Situation and Outlook Report: Sugar and Sweetener, Sept, 1991 by Ron Lord

Consistent with that for other farm commodities, the concept of location differentials has been adopted for establishing loan rates for sugar. Section 403 of the Agricultural Act of 1949 provides the legislative authority for establishing location differentials. The primary function of location differentials is to equalize differences in freight costs, thereby eliminating an incentive that would otherwise exist for processors who are distant from markets to forfeit sugar to CCC. The regional loan rate was established by adding to or subtracting from the average loan rate the difference between a particular area's freight cost and the national weighted-average freight cost. For example, if the freight cost in a particular beet region is above the weighted average freight for all beet regions, the loan rate for that particular region would be below the average loan rate by the amount which the regional freight cost exceeds the weighted-average freight cost. On the other hand, a lower-than-average freight cost for a particular region would result in a loan rate that is higher than the average. An alternative would have been to include all transportation costs in determining the differential. Since freight is the principal element of transportation, the use of all costs would not have materially affected regional loan rates.

Regional Minimum Support Prices for Sugarbeets

Prices paid for sugarbeets, excluding cooperative growers, are based on the processor's net return, sucrose content of the sugarbeets, and when specified in the contract, sale of byproducts. With the exception of Michigan and Ohio areas, sugarbeet growers do not share in the value of molasses and dried pulp. In establishing regional support prices for sugarbeets, expressed in dollars per net ton, fixed marketing expenses are deducted from regional loan rate to provide a basis for settlement, and a payment is derived from the payment scale in grower/processor contracts (table A-5). This basis for settlement is comparable with the net returns used in determining grower payments when sugar is sold in the marketplace. The payment was based on a 3-year national average sucrose content of 16.19 percent. The national weighted-average support level for 1991/92-crop sugarbeets is $34.67 a net ton. Consistent with grower/processor contracts, growers in Region 1 receive 53.1 percent of total returns from sugar, pulp, and molasses, expressed on the basis of a net ton of sugarbeets received. Accordingly, the support price was based on the basis for settlement of 22.63 cents as pound and the latest 3-year recovery of 241.46 pounds of sugar, which results in a value of $54.64 per net ton.

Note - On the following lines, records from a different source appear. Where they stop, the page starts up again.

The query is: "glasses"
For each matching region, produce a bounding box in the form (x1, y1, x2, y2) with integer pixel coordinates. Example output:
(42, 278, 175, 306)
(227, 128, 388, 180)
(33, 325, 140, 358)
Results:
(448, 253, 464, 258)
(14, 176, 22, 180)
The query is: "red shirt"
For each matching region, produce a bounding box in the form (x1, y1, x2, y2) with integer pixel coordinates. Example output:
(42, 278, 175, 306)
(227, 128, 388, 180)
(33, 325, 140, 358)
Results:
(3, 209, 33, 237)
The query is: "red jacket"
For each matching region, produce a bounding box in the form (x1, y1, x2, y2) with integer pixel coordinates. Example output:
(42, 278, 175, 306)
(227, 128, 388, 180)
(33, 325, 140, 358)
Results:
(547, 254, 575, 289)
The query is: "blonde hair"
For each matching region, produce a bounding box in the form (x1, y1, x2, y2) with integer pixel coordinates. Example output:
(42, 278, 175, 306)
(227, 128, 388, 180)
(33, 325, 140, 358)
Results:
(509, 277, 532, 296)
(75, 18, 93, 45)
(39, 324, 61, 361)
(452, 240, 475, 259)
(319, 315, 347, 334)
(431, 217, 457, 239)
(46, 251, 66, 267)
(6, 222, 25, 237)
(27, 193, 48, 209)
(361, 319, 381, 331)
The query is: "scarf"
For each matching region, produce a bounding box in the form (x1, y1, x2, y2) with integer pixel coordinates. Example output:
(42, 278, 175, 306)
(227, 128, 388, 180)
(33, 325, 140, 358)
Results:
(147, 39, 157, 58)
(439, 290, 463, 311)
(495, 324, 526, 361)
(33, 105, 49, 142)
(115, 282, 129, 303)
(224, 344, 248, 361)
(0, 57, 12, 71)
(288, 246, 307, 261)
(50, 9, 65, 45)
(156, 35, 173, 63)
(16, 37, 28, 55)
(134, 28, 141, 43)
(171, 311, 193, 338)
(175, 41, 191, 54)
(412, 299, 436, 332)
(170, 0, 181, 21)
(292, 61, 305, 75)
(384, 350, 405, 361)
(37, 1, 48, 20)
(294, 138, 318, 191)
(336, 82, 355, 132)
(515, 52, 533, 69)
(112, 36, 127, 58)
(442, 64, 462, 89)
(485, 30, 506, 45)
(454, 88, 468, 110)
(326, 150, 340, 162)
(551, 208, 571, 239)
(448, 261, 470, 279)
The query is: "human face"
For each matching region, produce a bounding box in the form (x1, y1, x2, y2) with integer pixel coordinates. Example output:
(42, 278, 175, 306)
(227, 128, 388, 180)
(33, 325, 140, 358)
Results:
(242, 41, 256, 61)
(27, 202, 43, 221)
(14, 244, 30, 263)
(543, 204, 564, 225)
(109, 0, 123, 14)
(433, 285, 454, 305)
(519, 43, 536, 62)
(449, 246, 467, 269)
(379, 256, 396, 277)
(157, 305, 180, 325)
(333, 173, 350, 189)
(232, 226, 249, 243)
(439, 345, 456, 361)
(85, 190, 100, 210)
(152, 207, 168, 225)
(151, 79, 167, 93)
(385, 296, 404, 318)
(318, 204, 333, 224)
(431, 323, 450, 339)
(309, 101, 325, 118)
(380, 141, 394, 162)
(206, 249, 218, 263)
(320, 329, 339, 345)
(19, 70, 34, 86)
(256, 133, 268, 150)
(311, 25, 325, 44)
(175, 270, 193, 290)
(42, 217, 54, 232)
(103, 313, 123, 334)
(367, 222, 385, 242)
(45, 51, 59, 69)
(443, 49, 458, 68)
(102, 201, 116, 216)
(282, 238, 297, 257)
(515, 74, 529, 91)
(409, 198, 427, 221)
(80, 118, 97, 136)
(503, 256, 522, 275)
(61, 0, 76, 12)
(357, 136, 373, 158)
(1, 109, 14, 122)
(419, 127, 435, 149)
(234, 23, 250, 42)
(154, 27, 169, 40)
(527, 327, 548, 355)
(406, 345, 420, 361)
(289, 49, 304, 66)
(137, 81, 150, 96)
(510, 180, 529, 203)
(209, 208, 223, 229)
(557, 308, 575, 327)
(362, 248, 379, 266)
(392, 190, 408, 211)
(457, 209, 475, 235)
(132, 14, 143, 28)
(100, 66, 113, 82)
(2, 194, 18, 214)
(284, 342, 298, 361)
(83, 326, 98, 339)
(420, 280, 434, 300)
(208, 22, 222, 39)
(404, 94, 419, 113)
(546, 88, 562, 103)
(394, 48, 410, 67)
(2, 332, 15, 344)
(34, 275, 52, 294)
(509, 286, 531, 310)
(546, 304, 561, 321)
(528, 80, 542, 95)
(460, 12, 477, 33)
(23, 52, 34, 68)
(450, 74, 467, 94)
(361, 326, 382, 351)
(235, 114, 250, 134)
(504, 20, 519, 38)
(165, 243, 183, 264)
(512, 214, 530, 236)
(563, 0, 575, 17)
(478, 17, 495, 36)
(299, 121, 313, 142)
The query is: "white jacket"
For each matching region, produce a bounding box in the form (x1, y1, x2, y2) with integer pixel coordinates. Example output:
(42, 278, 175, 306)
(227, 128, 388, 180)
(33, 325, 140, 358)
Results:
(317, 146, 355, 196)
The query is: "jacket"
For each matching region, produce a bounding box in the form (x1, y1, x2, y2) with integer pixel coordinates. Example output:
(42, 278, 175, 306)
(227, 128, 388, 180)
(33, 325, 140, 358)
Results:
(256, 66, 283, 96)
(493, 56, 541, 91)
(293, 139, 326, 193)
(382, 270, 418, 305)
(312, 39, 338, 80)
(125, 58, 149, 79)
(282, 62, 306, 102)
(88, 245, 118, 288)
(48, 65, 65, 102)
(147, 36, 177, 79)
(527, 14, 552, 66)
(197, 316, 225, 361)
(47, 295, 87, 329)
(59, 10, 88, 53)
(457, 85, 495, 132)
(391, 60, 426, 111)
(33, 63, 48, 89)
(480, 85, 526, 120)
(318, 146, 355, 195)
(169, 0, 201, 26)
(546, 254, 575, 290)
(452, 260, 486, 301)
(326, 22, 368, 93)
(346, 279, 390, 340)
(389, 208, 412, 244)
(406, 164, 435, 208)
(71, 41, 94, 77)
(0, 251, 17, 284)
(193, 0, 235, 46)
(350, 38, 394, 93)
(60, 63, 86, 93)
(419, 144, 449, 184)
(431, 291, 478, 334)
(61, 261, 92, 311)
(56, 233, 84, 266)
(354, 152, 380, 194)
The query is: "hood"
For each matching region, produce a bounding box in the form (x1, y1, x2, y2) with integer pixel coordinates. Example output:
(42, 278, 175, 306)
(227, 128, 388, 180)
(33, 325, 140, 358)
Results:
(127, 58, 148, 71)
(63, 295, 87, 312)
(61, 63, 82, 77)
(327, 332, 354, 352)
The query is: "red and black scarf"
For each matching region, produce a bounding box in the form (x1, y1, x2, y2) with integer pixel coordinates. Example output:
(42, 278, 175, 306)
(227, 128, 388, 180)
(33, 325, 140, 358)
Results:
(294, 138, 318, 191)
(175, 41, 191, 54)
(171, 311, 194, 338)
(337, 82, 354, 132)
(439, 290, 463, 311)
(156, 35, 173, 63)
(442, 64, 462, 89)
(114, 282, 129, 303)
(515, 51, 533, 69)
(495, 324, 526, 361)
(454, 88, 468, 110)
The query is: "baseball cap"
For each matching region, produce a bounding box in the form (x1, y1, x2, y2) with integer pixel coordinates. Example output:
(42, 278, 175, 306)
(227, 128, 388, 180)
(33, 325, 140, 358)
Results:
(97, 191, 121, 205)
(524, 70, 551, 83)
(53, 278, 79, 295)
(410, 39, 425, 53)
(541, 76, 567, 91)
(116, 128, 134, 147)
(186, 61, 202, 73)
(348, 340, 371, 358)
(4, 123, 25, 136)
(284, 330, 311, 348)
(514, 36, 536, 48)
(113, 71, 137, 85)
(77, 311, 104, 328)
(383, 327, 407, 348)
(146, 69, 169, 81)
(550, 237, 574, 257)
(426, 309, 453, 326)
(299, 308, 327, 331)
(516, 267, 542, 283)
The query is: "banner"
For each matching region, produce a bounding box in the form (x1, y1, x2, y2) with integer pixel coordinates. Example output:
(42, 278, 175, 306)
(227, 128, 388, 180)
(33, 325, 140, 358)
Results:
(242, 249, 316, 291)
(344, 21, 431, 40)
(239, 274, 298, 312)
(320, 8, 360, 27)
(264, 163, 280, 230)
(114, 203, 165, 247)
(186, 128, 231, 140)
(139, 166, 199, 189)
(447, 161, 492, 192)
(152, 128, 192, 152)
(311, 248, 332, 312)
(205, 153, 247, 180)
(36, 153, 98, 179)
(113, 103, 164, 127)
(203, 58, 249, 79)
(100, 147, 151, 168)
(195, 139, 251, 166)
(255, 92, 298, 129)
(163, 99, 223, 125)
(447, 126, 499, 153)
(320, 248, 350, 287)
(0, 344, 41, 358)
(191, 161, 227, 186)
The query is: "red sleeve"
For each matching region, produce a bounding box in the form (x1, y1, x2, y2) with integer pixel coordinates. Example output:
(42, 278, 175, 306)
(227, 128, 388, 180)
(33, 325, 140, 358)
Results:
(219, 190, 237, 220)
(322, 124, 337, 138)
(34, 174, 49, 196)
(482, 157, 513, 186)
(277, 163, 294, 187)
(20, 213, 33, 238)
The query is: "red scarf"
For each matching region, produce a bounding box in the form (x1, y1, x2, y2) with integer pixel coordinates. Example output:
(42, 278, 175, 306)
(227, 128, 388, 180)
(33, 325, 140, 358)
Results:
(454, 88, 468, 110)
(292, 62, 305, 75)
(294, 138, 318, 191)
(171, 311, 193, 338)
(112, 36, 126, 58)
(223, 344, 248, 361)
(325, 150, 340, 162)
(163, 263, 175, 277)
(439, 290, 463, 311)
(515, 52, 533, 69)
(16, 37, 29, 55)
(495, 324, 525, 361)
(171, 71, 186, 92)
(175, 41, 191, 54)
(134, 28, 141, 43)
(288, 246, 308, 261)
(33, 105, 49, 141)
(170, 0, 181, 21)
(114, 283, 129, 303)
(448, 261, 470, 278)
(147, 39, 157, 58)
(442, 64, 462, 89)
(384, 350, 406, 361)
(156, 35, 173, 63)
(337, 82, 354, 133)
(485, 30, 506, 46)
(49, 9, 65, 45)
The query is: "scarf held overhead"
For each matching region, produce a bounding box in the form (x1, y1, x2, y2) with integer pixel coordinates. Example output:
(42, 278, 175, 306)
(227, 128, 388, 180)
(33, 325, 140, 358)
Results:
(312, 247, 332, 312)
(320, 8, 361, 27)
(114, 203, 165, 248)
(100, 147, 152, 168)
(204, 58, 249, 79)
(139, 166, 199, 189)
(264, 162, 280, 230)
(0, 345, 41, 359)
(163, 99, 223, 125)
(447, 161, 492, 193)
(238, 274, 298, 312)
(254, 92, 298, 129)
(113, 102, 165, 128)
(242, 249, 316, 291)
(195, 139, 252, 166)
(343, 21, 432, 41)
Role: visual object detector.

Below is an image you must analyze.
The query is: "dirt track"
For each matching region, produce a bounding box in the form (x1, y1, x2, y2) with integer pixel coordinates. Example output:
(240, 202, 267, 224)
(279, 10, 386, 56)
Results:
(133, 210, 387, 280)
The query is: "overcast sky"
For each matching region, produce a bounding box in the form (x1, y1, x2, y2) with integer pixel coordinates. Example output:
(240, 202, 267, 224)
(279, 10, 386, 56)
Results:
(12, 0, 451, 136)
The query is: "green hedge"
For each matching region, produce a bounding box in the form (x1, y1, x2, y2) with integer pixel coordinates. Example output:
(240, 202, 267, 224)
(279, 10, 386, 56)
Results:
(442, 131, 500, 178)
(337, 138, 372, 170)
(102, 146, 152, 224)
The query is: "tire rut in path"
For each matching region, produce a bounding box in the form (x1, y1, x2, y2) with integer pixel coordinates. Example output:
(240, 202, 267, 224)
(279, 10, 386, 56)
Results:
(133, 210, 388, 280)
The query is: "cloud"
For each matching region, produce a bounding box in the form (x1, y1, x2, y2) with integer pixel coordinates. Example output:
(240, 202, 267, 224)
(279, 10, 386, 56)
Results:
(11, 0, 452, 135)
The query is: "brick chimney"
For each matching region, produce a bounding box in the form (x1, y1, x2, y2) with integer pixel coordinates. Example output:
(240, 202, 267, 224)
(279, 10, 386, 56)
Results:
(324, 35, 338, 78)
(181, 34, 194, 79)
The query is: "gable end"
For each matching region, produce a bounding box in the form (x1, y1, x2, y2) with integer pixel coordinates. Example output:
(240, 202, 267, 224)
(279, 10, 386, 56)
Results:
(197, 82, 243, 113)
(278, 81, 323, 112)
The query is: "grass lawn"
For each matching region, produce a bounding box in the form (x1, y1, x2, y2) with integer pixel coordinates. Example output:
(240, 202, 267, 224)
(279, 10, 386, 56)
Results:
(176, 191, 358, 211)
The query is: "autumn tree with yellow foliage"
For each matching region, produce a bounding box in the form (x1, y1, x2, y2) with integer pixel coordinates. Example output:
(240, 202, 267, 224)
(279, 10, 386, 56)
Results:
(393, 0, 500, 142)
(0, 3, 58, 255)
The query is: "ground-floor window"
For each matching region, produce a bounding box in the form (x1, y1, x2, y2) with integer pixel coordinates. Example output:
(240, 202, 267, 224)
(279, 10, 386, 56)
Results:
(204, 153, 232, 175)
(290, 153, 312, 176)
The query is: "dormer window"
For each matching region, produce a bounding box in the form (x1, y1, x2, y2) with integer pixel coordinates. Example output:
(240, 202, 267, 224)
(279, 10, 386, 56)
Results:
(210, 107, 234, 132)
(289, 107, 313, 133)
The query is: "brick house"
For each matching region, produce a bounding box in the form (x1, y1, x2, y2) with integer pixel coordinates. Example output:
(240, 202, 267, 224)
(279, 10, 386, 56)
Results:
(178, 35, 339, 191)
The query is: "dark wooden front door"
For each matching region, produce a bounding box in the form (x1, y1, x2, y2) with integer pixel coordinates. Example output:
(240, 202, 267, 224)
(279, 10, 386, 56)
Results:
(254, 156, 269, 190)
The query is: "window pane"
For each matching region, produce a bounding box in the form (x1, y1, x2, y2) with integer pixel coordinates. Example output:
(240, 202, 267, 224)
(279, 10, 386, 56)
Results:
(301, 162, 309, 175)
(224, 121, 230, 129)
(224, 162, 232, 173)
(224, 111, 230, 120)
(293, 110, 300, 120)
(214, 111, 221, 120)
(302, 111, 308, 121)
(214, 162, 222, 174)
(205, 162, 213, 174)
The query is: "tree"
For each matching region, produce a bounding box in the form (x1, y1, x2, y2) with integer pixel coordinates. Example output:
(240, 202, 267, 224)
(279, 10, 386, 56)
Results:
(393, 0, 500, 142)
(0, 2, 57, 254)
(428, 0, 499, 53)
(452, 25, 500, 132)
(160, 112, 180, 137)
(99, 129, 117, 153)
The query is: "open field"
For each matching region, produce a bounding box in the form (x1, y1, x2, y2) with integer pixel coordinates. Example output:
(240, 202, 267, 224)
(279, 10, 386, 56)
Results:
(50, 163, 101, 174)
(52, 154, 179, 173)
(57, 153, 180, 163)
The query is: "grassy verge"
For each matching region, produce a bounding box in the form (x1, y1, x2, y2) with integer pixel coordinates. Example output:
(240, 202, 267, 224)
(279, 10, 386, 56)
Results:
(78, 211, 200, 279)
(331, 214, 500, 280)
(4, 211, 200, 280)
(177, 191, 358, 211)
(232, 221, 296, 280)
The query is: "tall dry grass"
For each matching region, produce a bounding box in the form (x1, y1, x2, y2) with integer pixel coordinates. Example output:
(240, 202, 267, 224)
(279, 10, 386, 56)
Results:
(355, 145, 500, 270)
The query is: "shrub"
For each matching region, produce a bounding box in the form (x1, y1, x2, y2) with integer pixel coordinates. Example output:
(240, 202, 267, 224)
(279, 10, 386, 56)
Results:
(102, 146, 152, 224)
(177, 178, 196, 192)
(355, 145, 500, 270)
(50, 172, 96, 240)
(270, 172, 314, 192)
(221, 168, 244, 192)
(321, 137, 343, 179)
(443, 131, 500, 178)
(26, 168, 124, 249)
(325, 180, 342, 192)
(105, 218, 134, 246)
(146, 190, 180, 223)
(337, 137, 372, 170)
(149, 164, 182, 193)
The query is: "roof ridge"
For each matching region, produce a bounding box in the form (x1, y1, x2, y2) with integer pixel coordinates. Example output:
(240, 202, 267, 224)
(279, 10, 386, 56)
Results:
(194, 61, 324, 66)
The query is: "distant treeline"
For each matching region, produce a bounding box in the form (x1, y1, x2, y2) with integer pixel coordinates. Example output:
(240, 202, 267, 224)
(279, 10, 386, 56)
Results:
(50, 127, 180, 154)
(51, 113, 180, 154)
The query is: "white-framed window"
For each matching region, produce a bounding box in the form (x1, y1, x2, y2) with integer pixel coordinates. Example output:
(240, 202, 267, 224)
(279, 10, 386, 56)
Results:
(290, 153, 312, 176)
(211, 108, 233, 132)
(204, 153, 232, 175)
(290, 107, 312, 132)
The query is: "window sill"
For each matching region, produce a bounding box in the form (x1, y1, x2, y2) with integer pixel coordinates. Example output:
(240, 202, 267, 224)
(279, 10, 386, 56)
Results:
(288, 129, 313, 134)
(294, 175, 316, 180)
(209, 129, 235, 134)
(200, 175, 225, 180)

To this is added the pulp and molasses value of $7.94 a net ton, which results in a value of $62.58 per net ton. The grower's share, 53.1 percent, is $33.23. All processors in Region 2 are cooperatives. The procedure for calculating the Region 2 support price is the same as for Region 1, since cooperative growers also share in byproduct credits. The basis for settlement is 21.88 cents a pound, and the latest 3-year sugar recovery is 247.89 pounds, resulting in a value of $54.24 for sugar in the beets. Pulp and molasses values add another $7.12 for a total of $61.36 per ton, and the 53.1 percent grower's share is $32.58 per net ton of sugarbeets.